Coronary angioplasty, sometimes called PTCA or PCI , is a catheter-based procedure performed by an interventional cardiologist in order to open up a blocked coronary artery and restore blood flow to the heart muscle. Angioplasty now is used as an alternative treatment to coronary artery bypass surgery (CABG) well more than half the time. It is less invasive, less expensive, and faster to perform, with the patient usually returning home the next day. In most cases, following balloon angioplasty, a stent will also be placed to keep the artery open. Angioplasty is performed on an elective basis to treat symptoms of coronary artery disease, such as angina that is not controlled with medication, but it s also performed on an emergency basis to treat a heart attack. It is, in fact, the "gold standard' for the treatment of an acute ST-Elevated Myocardial Infarction (STEMI).

Testing and Diagnosis
In a non-emergency situation, the patient typically has sought medical attention for symptoms such as angina. A medical history is taken, assessment of risk factors is made, and a number of non-invasive tests are performed.

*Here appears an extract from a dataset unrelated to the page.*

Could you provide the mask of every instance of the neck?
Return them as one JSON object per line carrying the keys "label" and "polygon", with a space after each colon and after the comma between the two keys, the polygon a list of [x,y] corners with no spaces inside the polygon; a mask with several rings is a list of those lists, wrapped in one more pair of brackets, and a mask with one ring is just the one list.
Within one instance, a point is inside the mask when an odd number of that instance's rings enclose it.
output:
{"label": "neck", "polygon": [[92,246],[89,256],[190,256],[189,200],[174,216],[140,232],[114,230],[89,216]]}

For a full explanation of tests used to diagnose coronary artery disease, see the section "Patient Guide to Heart Tests". If tests indicate a high likelihood of obstructive coronary disease, then a cardiac catheterization is scheduled. The patient should inform the doctor or nurse of any known allergies to the dye used in this procedure.

"Cath Possible"
If the "cath" clearly reveals the coronary blockage, this diagnostic test, also called an angiogram, is usually transformed on the spot into the actual angioplasty treatment, adding 30 minutes to the procedure (longer in complex cases). Since all of the steps and hospitalization involved in a catheterization are also necessary for performing an angioplasty, performing both in the same session saves having to go through the entire process again on a different day.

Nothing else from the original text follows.